Azure DevOps Repos synchronization between Organization

2
votes

We have two Azure DevOps Organizations, 1. Development 2. Client

I would like to know if we can synchronize Azure DevOps Repos from one organization (Development) to different organization (Client) in a secure way? If it is possible, what would be the best way to sync from one organization to another securely?
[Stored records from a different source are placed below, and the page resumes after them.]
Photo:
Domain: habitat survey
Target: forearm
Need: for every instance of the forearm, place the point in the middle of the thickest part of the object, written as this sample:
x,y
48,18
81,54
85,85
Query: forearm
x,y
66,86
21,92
NOTE: We are able to manually clone the Repo from one to another organization for the first time with the help of PAT and GIT Auth but the problem arises when we want to update or re-sync the code. We have to manually re-import the repo (By deleting the existing one) to make changes.

We need to do this programmatically and to another organization.

1
azure-devopsazure-repos

1 Answers

5
votes

Azure DevOps Repos synchronization between Organization

Sorry but as I know there's no such out-of-box feature available in Azure Devops Service.

There're similar user voices here: Sync between projects in same org and Automatically Sync Azure Devops Repos with GitHub Repos. Usually one organization is responsible for one product, so Azure Devops doesn't recommend cross-organization actions. But if you do want this behavior in your scenario, you can use these two directions:

1.Try free Git Tools for Azure Devops extension from Martin Hinshelwood. Some steps about how to use it:

  1. Install it in your Development organization, it contains one Publish Git Repo task.

  2. Create a new classic build pipeline named SyncRepos, add the Publish Git Repo task in it.

    (Yaml pipeline also works well, but since this is one pipeline in which only exists one task, classic pipeline is enough)

  3. Configure the task. We only need to configure the git repo url, so it's quite easy.

    enter image description here

    Assuming the name of same repos in another organization Client is ReposToSync, and this repos is in ProjectA. So the url you should enter in pipeline(in organization Development) should be:

    See this: https://anything:[email protected]/Client/ProjectA/_git/ReposToSync.

    (You should use a PAT which has repos-related permissions. I used Full Access one to test it easily but it should be much better if you create a PAT scoped in repos permissions. It's more secure !)

  4. Now set the trigger, enable the CI and add all the branches into filter.

    enter image description here

    Yaml pipeline is better in step4 cause it supports trigger all branches with wildcard *. See this.

  5. Now in Development organization, when I have any change in master and qwe branches, it will automatically trigger the pipeline to run. Then the task will sync the changes in Development's repos with repos in 'Client' organization.

    Any change in Development org will start a sync, if you want to same behavior in 'Client', you also need another similar pipeline in 'Client'. And, yaml pipeline with wildcard is better if you want the pipeline to monitor newly created branch.

In additions: Apart from using the task from extension, we can also use git commands in CMD task if you're familiar with those commands.

2.Feel free to post a new feature request to our User Voice forum. If you gets enough votes, the request's priority increases and the team would consider it seriously.

Hope all above helps :)

Update1:

No matter git commands or extension, if we want to make it more secure(avoid using PAT or other secrets directly in task), we can use secrets to store the important info like PAT.

1.See create secret variable in Variable Group, then link the variable group, after that we can use $(MyPat) in task and it won't be displayed in log.

2.Also you can consider using Azure Key Valut. Related doc: Link secrets from an Azure key vault.